Finding the main parameters of the welding heat source should be a prerequisite in analyzing temperature distribution due to heat transfer and thermal deformations. This study applied a multi-island genetic algorithm (global optimization algorithm) to achieve this purpose and derived significant results.

6. Conclusions

This study used a multi-island genetic algorithm (optimization algorithm) to find the parameters of the Goldak heat source model (a welding heat source model), weld efficiency, and the location of the heat source.

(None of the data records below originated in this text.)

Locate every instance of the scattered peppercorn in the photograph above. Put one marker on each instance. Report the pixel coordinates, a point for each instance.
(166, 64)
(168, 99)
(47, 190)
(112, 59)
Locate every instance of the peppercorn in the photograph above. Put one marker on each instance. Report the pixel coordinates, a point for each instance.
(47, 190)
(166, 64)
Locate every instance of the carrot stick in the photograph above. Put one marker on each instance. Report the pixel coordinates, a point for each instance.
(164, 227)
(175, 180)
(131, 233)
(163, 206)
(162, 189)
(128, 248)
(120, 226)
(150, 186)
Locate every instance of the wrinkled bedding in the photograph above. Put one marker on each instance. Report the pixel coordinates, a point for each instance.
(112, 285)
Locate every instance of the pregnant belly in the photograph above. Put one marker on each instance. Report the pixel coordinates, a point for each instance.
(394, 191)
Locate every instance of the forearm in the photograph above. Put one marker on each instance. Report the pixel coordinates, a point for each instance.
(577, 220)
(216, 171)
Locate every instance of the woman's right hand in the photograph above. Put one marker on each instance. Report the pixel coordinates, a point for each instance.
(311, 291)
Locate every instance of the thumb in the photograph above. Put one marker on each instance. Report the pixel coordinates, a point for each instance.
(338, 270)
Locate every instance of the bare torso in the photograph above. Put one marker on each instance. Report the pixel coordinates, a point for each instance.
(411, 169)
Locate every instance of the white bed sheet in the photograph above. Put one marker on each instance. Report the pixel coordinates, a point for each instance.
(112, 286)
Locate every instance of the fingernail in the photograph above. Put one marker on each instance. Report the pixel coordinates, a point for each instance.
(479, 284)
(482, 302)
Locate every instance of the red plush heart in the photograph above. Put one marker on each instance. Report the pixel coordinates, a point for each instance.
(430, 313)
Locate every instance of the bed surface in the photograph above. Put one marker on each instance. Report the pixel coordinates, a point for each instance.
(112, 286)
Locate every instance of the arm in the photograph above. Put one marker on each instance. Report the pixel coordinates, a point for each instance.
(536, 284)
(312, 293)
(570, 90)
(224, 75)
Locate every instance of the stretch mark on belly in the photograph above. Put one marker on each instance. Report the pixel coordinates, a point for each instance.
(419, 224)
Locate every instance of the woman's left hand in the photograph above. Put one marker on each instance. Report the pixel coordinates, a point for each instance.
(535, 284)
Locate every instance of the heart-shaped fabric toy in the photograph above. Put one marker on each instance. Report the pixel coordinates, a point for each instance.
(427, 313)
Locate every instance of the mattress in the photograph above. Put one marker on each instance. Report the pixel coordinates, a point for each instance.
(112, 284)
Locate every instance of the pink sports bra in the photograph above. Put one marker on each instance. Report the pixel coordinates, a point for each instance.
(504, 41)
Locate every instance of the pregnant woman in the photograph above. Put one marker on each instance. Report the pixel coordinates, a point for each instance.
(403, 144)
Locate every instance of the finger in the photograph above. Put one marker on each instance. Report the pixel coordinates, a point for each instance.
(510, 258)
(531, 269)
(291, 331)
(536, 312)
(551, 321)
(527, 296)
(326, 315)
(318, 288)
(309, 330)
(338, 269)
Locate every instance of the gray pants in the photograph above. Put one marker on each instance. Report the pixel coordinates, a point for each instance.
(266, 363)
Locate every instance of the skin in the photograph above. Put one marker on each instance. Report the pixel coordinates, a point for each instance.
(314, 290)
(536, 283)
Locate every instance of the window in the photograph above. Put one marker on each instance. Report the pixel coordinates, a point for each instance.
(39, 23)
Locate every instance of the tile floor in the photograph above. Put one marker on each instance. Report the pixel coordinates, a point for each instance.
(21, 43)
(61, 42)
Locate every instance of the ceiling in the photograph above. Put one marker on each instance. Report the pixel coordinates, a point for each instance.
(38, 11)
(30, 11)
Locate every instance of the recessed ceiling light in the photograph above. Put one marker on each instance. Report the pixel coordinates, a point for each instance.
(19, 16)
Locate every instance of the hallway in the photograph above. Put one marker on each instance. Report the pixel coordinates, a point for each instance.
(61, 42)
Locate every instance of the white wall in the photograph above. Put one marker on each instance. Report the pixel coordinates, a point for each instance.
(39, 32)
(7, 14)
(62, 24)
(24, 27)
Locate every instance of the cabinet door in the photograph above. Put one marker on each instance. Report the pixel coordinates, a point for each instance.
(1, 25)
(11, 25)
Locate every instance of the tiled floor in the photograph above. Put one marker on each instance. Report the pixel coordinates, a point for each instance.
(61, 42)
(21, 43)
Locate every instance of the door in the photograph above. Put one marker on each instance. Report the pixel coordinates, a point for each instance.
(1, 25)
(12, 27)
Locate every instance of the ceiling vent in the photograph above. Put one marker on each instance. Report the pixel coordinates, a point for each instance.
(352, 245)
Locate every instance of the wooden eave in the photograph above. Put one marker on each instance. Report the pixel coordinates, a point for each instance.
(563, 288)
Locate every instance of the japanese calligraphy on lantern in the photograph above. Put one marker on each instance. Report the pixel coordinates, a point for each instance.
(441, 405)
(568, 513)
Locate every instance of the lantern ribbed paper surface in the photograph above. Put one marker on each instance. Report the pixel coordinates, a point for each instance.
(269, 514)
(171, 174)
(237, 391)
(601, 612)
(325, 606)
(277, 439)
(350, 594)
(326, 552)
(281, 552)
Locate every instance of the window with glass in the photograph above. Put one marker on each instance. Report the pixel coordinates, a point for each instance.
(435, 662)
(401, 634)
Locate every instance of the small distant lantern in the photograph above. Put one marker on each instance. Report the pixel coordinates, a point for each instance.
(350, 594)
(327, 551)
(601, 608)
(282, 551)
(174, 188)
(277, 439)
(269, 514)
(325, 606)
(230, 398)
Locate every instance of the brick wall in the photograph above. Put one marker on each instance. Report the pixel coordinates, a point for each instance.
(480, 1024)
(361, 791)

• The temperature distribution was confirmed by the finite element analysis using a moving heat source by simulating a BOP (Bead on Plate) test with SS400 plates.
• The HAZ boundary of the specimen was coordinated, and the target was determined by analyzing the results at the line offset from the HAZ boundary. The target was set so that the temperature distribution of the inner offset line is 727 °C or higher and the outer offset line is 727 °C or lower.
• The optimal results were derived by using Isight’s multi-island algorithm. These results were derived by comparing over 1000 candidate groups by performing non-linear optimization using global optimization techniques.
• Based on the results of global optimization, the HAZ boundary line was derived through finite element analysis, and was similar to the actual experimental results.
• Applying a search method using a multi-island algorithm was found to be useful in finding the welding heat source parameters required for welding heat transfer/thermal deformation analysis.